If you're encoding a single item, you don't need to wrap it in an array. The array-wrapping is implicit. This makes your code easier to read and slightly faster.

const tuple = require('fdb-tuple')
const a = tuple.pack('💃')   // <Buffer 02 f0 9f 92 83 00>
const b = tuple.pack(['💃']) // <Buffer 02 f0 9f 92 83 00>
 
assert.deepStrictEqual(a, b) // ok

Val must be a valid tuple item, or an array of tuple items.

Valid tuple items are:

  • true, false
  • null
  • strings (incl any unicode character)
  • numbers
  • Node Buffers
  • bigints up to 255 bytes long
  • Child arrays containing more tuple items
  • {type:'float', val:(number)} or {type:'double', val:(number)}, used to force the specified number to be encoded as a float or double.
  • A versionstamp or unbound versionstamp.

Invalid tuple items:

  • Objects, or instances of classes
  • undefined

tuple.unpack(val: Buffer, [noCanonicalize: bool]) -> TupleItem[]

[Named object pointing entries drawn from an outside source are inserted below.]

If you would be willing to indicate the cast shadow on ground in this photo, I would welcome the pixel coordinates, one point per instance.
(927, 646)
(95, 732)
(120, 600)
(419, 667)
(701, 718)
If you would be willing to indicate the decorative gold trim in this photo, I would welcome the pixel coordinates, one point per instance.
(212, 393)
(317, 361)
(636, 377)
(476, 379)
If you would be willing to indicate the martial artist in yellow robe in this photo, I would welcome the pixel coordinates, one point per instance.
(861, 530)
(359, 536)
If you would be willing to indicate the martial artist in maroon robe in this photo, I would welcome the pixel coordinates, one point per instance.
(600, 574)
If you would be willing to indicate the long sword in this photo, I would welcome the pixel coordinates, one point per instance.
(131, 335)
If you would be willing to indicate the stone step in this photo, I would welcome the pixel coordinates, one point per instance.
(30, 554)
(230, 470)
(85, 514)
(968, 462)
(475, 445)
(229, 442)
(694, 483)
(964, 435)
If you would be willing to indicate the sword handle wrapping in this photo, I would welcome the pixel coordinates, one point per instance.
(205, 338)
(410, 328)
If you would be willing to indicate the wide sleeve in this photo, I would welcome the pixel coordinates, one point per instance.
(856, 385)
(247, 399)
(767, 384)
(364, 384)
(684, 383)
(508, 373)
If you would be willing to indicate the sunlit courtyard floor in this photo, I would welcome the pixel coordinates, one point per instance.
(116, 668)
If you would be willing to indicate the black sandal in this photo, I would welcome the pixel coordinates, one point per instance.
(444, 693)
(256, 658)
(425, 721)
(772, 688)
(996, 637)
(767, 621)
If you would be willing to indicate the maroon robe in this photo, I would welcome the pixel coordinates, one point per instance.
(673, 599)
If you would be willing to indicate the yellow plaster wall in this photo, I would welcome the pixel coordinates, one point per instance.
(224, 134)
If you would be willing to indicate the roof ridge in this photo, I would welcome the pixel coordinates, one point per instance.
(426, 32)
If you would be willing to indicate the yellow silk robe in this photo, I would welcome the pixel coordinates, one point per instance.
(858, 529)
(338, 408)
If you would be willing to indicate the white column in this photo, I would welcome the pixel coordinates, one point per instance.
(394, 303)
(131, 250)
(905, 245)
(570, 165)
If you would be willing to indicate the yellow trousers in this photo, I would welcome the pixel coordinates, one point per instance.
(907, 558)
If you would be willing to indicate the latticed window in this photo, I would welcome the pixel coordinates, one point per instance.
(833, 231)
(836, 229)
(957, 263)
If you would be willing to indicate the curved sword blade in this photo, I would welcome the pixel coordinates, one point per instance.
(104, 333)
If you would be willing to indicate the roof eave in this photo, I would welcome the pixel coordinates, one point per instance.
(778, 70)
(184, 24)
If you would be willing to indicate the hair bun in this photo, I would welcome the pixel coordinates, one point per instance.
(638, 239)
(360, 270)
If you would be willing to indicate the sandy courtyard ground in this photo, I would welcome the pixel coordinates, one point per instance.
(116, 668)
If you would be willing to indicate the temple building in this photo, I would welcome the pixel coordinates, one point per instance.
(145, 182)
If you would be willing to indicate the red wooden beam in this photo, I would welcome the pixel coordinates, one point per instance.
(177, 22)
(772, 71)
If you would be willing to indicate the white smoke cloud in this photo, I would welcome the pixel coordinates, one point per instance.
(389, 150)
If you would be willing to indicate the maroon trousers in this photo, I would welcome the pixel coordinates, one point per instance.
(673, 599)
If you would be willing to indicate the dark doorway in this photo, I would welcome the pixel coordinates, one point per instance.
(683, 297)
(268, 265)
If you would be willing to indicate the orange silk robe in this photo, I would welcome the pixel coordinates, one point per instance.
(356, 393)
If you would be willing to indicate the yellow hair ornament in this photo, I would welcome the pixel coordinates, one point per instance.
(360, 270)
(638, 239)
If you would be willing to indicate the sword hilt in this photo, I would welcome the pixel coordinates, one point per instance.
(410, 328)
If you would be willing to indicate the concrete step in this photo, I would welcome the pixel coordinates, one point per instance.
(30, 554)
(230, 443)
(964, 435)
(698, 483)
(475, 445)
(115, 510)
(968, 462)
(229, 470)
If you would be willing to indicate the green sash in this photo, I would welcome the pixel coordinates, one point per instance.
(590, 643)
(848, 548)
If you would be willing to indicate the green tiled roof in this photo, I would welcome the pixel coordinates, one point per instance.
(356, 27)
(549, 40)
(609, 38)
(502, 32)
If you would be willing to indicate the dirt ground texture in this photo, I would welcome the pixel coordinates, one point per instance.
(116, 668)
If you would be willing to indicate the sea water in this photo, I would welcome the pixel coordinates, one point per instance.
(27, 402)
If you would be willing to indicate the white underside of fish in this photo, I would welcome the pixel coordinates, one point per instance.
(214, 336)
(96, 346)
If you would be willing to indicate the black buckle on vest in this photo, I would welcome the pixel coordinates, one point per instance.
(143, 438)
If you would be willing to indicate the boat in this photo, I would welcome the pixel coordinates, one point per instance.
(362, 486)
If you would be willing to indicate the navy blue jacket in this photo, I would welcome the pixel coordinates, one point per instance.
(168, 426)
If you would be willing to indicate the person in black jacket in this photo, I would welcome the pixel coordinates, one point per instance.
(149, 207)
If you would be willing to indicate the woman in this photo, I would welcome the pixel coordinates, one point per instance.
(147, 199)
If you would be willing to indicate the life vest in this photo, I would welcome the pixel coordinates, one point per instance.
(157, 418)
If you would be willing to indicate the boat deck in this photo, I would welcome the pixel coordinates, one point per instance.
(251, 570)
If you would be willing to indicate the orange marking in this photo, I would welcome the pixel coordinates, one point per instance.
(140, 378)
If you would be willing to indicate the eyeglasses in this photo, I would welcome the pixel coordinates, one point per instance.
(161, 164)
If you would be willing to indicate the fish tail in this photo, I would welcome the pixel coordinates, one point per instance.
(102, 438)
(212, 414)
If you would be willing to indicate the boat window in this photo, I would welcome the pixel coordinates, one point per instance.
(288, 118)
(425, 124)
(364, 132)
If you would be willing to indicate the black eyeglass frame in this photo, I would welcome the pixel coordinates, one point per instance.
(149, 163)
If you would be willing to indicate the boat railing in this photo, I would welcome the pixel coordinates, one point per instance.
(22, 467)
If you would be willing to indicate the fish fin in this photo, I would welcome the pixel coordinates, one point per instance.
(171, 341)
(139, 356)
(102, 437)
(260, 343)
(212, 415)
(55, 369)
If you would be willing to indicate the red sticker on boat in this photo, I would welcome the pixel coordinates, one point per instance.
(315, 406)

Unpack the tuple contained in the passed buffer back into an array of elements. The array is returned.

This method throws an exception if the buffer does not contain a valid tuple.

The noCanonicalize argument makes the decoder wrap all float / doubles in an object, like {type:'float', val:123}. This lets you ensure that if you re-pack the tuple, you'll produce exactly the same bytes you started with. Most people will never use this option.